Big Data and Machine Learning
With machine learning you just dump all your data into a fancy algorithm and everything gets sorted out. Right? Not quite. Analysts will tell you that they typically spend about 4/5s of a project munging data not analyzing it. And that percentage doesn’t necessarily change when it comes to machine learning. To get big data and machine learning right it’s critical to understand what type of analysis fits your data. How much data you have, whether the data numeric or categorical, whether or not there a pre-defined outcome and whether time sequences are involved are just a few of the factors that will drive both the machine learning techniques you need and the ways you need to structure your data. Understanding the choices, the obstacles and the potential barriers to success are all critical if you’re going to help your organization use data science and machine learning effectively.
It’s probably necessary to start with what we mean by machine learning. Machine learning analytic tools have been around for quite some time and are routinely used by analysts – almost certainly so in every large organization. In fact, almost every statistical analysis technique used for predictive analytics is an example of machine learning. Techniques like regression, decision-trees and clustering analysis are all “machine-learning” even though they’ve been in common use for decades.
Let’s take a closer look at linear regression – probably the most common and basic machine learning technique in today’s world. Linear regression has been used to tackle a huge array of problems and make useful predictions about them. Linear regression is nothing more or less than drawing a straight line through a set of points so as to minimize the total distance between the line and each point.
Techniques like regression, decision-trees and clustering analysis are all “machine-learning” even though they’ve been in common use for decades.
Although not every machine learning technique is as easy to understand or transparent as regression, none of them is magic either. They all have roots in processes very similar to what I’ve described for regression analysis.
So what are the key factors when considering whether machine learning is right for you and which flavor is most appropriate? Here are some factors to think about:
How much data you have
There’s two types of data problems: having too much and having too little. Both crop up quite a bit. Statistical analysis techniques can be expensive to run that can make for very poor performance even on high-powered modern systems like Hadoop clusters. That’s why it’s common to train machine learning models on samples of the data. Less solvable are situations where you don’t have enough data. Machine learning isn’t magic and, in most cases, it needs a significant amount of data to create a model. If you have, for example, 12 months of GRP data from your media buys, you don’t have enough data to create a reliable model. 12 data points just isn’t enough. In addition, the more fine-grained your technique the more data you’ll need. If you’re trying to create a deep learning model of visitor behavior you’ll need, at minimum, thousands of rows of training data and possibly much more.
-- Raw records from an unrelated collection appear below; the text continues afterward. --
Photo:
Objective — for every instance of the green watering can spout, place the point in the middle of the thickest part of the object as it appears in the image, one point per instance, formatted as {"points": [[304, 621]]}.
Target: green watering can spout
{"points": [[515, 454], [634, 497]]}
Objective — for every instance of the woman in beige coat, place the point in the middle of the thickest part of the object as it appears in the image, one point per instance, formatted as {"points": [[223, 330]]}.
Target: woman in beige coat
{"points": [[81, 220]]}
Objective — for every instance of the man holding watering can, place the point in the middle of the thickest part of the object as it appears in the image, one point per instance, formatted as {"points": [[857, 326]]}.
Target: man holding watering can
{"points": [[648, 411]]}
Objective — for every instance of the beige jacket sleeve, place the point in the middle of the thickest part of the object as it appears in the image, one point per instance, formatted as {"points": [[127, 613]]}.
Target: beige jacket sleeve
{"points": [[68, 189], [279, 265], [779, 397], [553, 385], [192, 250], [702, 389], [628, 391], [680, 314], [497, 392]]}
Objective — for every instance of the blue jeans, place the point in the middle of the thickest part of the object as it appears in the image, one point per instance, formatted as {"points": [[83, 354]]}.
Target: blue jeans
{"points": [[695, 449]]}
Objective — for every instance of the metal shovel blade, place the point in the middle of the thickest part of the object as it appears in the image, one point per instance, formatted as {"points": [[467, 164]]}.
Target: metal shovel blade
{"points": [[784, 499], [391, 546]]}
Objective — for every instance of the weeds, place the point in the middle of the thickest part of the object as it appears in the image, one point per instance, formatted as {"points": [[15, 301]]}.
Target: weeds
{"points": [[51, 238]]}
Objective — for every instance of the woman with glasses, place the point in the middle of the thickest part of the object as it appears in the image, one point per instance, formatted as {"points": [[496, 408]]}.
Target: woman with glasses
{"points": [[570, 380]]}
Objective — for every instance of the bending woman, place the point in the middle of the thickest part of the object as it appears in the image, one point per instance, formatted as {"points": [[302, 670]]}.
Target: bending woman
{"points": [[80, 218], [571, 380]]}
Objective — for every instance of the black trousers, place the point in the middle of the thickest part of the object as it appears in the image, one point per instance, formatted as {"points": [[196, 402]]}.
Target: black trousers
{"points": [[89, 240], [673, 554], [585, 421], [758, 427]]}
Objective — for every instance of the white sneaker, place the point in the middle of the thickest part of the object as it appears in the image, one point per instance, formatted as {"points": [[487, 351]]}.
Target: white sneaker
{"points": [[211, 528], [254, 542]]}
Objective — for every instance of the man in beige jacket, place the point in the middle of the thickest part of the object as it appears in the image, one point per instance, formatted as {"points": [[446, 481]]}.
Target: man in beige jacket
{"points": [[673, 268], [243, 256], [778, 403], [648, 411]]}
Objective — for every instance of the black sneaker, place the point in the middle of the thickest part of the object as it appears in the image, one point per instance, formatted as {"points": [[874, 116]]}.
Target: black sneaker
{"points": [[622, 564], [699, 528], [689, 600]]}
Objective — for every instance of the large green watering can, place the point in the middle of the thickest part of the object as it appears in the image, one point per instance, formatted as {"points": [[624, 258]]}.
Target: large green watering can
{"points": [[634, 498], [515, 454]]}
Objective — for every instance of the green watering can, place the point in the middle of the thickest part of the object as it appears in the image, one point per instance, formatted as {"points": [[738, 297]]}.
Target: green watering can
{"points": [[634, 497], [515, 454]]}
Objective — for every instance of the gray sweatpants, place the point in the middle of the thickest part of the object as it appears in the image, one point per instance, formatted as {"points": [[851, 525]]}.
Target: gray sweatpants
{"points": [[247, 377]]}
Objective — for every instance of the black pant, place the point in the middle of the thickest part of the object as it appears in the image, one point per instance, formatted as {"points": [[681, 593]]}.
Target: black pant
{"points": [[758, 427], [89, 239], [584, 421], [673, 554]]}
Supervised or Unsupervised
Supervised machine learning techniques require data that tells them what the right answer is. Suppose, for example, you want to predict which customers will purchase your products. If you have a data set that includes behaviors of customers that did and did not purchase and you have a variable that flags those that made a purchase, you can use supervised learning. The model will figure out which factors are most predictive of that outcome. If you don’t have that flag, then supervised techniques won’t work. Not every machine learning problem requires a training set with the “right” answer. Suppose you want to understand what types of customers you have. There are machine learning techniques that can “cluster” the data into logical groupings that you can then use for segmentation. This type of unsupervised learning is ideal for open-ended problems. It’s also important to know that you can always “create” a training set.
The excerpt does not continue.